Which types of indexes do you know?: There are several data structures used for the indexes in databases: the Inverted Lists, B-Trees, and the spatial indexes as R-Trees and Kd-Trees
Inverted lists: For each non-primary column create a list, which uses this column as primary key.
B-Tree: use some index attribute to construct the binary search tree, that contains the page numbers at leaves. Nodes represent the interval borders.
k-d-Tree: split the space recursively, make a balanced binary tree with the split results. Nodes are split lines, leaves are the parts of the space.
R-Tree: similar to BVH from computer graphics. R stays for rectangle. We calculate the bounding volumes for each objects, and construct recursively the hierarchy of these volumes, based on the minimizing the volumes of the bounding.
Why can’t we answer spatial queries by simply constructing one B tree per dimension?: We cant compute the distances from the data point to our quiery point in all dimensions, only in the one dimension of this index. It can’t be used to compute the distances in the multidimensionally space.
Explain what is the R tree and its elements?: R-Trees are Rectangle-Trees. The elements of these trees are the bounding volumes. We build the tree, that minimizes the volume of this bounding volumes. This volumes may overlap. Construction is a little bit difficult, but can be represented as multiple insertions one after the other. We insert element in the leaf that requires the least entlargement. If maximum capacity reached - split this volume.
How do we search for the nearest neighbor with the R tree?: Insert the Tree Root in the priority queue. We take a first element from the queue. If this node is a leaf, then we insert all points from this node in the queue, the priorities are the distances from this points to the query point. Small distance means high priority. If this node is not a leaf, then insert all child nodes, sorted by distance, in priority queue. Whole tree will be traversed.
Note: learn this algorithm!
How can we deal with volumetric objects?: we can caculate a rectangle/cube etc. with few equations for every volumetric object. It could save us the difficult equations of the intersection of vector with complex figures
Is there any problem with the overlaps in R trees?: yes, we have to traverse multiple paths in the R-Tree, if the query point is located in the overlap region.

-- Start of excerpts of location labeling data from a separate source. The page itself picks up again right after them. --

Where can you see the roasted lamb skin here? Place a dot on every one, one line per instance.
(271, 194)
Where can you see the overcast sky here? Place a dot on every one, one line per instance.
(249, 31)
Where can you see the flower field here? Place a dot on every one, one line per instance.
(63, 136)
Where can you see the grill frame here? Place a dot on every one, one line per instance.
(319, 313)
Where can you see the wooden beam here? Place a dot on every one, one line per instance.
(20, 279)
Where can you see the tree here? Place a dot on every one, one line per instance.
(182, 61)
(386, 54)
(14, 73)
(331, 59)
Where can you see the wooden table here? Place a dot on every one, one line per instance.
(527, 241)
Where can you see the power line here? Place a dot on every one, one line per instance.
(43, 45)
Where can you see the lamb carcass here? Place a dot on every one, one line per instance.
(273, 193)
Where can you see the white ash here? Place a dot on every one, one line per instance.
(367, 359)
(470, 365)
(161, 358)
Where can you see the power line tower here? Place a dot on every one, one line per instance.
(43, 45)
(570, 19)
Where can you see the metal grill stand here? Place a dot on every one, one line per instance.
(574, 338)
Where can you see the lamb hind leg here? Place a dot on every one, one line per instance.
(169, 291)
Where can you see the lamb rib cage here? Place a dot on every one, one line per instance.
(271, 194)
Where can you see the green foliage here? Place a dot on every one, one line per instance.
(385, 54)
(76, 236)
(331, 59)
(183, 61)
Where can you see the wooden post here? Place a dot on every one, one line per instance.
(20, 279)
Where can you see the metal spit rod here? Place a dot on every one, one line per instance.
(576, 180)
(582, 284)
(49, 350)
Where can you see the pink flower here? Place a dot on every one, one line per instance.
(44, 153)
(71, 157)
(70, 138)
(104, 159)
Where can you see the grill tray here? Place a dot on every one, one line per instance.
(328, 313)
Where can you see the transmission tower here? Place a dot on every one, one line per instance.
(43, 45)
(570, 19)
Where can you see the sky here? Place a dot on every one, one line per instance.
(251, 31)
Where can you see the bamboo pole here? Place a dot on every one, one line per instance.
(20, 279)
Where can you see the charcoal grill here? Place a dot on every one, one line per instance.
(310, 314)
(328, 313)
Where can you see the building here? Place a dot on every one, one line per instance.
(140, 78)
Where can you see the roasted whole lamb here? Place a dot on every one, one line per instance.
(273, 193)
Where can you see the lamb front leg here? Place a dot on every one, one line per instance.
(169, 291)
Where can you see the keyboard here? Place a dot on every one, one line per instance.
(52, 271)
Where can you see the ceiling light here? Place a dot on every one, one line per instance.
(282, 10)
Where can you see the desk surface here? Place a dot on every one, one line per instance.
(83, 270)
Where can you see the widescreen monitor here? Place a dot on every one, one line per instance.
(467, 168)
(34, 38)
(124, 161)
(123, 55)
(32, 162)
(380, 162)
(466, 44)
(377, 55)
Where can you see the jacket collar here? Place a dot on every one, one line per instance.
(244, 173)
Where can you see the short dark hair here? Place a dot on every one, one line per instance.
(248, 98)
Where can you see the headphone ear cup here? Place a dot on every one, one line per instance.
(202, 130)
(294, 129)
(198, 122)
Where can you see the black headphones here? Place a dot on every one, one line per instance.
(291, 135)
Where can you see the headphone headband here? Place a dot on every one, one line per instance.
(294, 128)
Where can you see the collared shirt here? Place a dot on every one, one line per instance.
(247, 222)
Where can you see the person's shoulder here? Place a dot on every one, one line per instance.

What are the differences between B trees, k-d trees and R trees?: k-d Trees split the space, it is useful when we work with data points. k-d Trees ane not balanced. R-Trees creates a structure of volumetric objects. It can be useful when we have not the data points, but some objects, or if the data is clustered, and the structure can ignore much free space. B-trees are very good to efficiently store one-dimenstional data. R-Trees and B-Trees are balanced, but the balancing of R-Trees can be difficult.
How can we insert a new object in the R tree? (procedure): Insert into the leaf rectangle/page that requires the least enlargement. If the maximum capacity is reached, then split the rectangle.
What queries can be handled by spatial indexes?: calculation of the nearest neighbor, or the k-nearest neighborhood.
What do we understand under “Lazy Learning”?: predict the values without building any model, without learning phase.
What are pros and cons of the k-NN classifier?: Attributes can have the same influence, works well with dynamic data, results are interpretable. It is sensitive to noise, and k is not easy to set.